À partir de ce lundi, la marine américaine interviendra pour escorter des navires à travers le détroit d'Ormuz, selon les déclarations de Donald Trump sur sa plateforme Truth Social. Cette décision survient dans un contexte de tensions croissantes, où l'Iran met en garde contre toute "interférence américaine".
Ce qu'il faut savoir
Le détroit d'Ormuz pourrait bientôt connaître une certaine normalisation. Donald Trump a déclaré avoir eu des discussions "très positives" avec des représentants iraniens, annonçant que des opérations pour débloquer des navires bloqués depuis des semaines se mettront en place. Le président de la commission du Parlement iranien sur la sécurité nationale, Ebrahim Azizi, a réagi en avertissant que toute intervention américaine serait redoutée, considérée comme une "violation du cessez-le-feu".

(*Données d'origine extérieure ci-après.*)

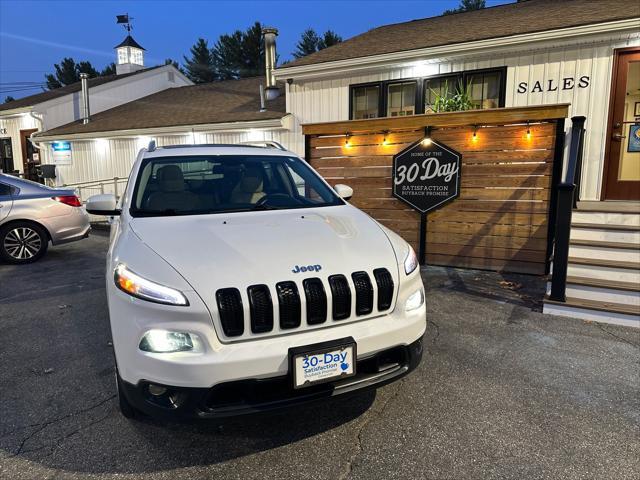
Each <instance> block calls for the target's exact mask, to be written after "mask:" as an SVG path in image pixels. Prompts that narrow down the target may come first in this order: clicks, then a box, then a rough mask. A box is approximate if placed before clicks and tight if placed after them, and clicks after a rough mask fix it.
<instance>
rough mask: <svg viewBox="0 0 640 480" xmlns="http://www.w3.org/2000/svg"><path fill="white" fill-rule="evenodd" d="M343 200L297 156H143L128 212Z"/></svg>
mask: <svg viewBox="0 0 640 480" xmlns="http://www.w3.org/2000/svg"><path fill="white" fill-rule="evenodd" d="M343 204H344V202H343V201H342V200H341V199H340V198H339V197H338V196H337V195H336V194H335V193H334V192H333V191H332V190H331V189H330V188H329V187H327V185H326V184H325V183H324V182H323V181H322V180H321V179H320V178H319V177H318V175H317V174H316V173H315V172H314V171H313V170H311V168H309V167H308V166H307V165H306V164H305V163H304V162H302V161H300V159H297V158H292V157H284V156H266V155H255V156H253V155H252V156H246V155H212V156H185V157H157V158H148V159H145V160H143V162H142V165H141V167H140V171H139V173H138V179H137V182H136V187H135V190H134V194H133V202H132V205H131V214H132V215H133V216H134V217H142V216H169V215H199V214H208V213H224V212H246V211H253V210H275V209H290V208H310V207H326V206H332V205H343Z"/></svg>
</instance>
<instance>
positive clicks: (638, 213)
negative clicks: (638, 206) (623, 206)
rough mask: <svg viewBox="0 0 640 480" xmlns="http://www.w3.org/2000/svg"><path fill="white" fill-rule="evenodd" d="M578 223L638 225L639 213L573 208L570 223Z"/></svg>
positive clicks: (639, 214)
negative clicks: (588, 209)
mask: <svg viewBox="0 0 640 480" xmlns="http://www.w3.org/2000/svg"><path fill="white" fill-rule="evenodd" d="M578 223H586V224H601V225H617V226H629V227H640V213H629V212H627V213H618V212H588V211H581V210H574V211H573V214H572V215H571V225H572V226H573V225H576V224H578Z"/></svg>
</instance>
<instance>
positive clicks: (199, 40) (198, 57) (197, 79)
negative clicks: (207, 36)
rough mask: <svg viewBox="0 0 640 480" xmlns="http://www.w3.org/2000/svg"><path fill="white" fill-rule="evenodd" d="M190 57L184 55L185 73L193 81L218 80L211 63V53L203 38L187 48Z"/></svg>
mask: <svg viewBox="0 0 640 480" xmlns="http://www.w3.org/2000/svg"><path fill="white" fill-rule="evenodd" d="M189 53H190V54H191V56H190V57H186V56H185V57H184V69H185V75H186V76H187V78H188V79H189V80H191V81H192V82H193V83H207V82H213V81H214V80H218V76H217V74H216V71H215V67H214V64H213V55H212V53H211V49H210V48H209V44H208V43H207V41H206V40H205V39H204V38H199V39H198V41H197V42H196V43H195V45H193V47H191V48H190V49H189Z"/></svg>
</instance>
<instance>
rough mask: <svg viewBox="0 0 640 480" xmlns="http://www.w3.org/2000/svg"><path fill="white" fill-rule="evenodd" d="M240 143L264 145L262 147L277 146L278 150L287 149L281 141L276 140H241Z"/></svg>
mask: <svg viewBox="0 0 640 480" xmlns="http://www.w3.org/2000/svg"><path fill="white" fill-rule="evenodd" d="M239 145H249V146H252V147H262V148H277V149H278V150H283V151H285V152H286V151H287V149H286V148H284V147H283V146H282V144H281V143H278V142H276V141H274V140H249V141H247V142H240V143H239Z"/></svg>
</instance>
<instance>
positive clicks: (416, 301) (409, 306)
mask: <svg viewBox="0 0 640 480" xmlns="http://www.w3.org/2000/svg"><path fill="white" fill-rule="evenodd" d="M423 303H424V293H423V292H422V289H420V290H416V291H415V292H413V293H412V294H411V295H409V298H407V301H406V302H405V304H404V309H405V311H407V312H410V311H411V310H415V309H416V308H420V307H421V306H422V304H423Z"/></svg>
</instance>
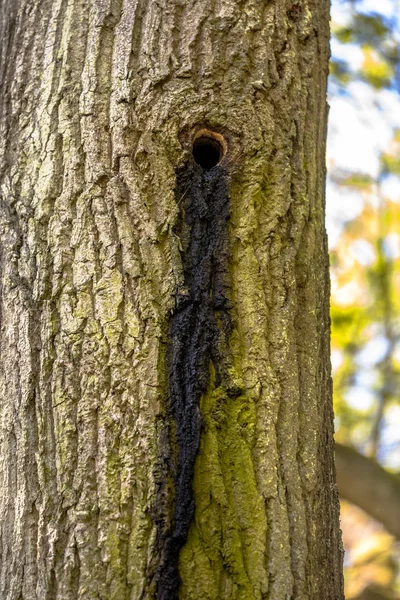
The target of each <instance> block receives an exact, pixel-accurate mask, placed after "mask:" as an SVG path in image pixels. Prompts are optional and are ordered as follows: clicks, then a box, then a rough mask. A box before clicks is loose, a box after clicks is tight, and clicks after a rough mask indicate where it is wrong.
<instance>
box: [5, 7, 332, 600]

• Un revirement surprenant de Trump. Dans un changement de ton notable, le président américain a décrit la situation comme un "geste humanitaire" en faveur des marins restés en attente, tandis que précédemment il avait intensifié ses propos contre l'Iran après l'escalade des tensions avec Israël.
• Une opération nommée "Projet liberté". Trump a précisé que le déploiement de la marine américaine permettra d'escorter les navires de secteurs "non impliqués dans le conflit". Cependant, il a aussi prévenu que si cette mission est entravée par des actions iraniennes, les conséquences pourraient inclure l'utilisation de la force.
• Les conséquences économiques du blocage. Depuis le début des hostilités, l'Iran contrôle l'accès au détroit d'Ormuz, un passage vital pour un cinquième de l'approvisionnement pétrolier mondial. Cette situation tendue a conduit Washington à imposer un blocage des ports iraniens, entraînant une forte hausse des prix du pétrole. Actuellement, le baril de Brent, standard mondial, a légèrement fléchi autour de 107 dollars, après un pic à plus de 126 dollars ces jours derniers, ce qui a suscité des craintes sur les marchés, notamment devant l’ampleur de l'impact sur l'économie mondiale.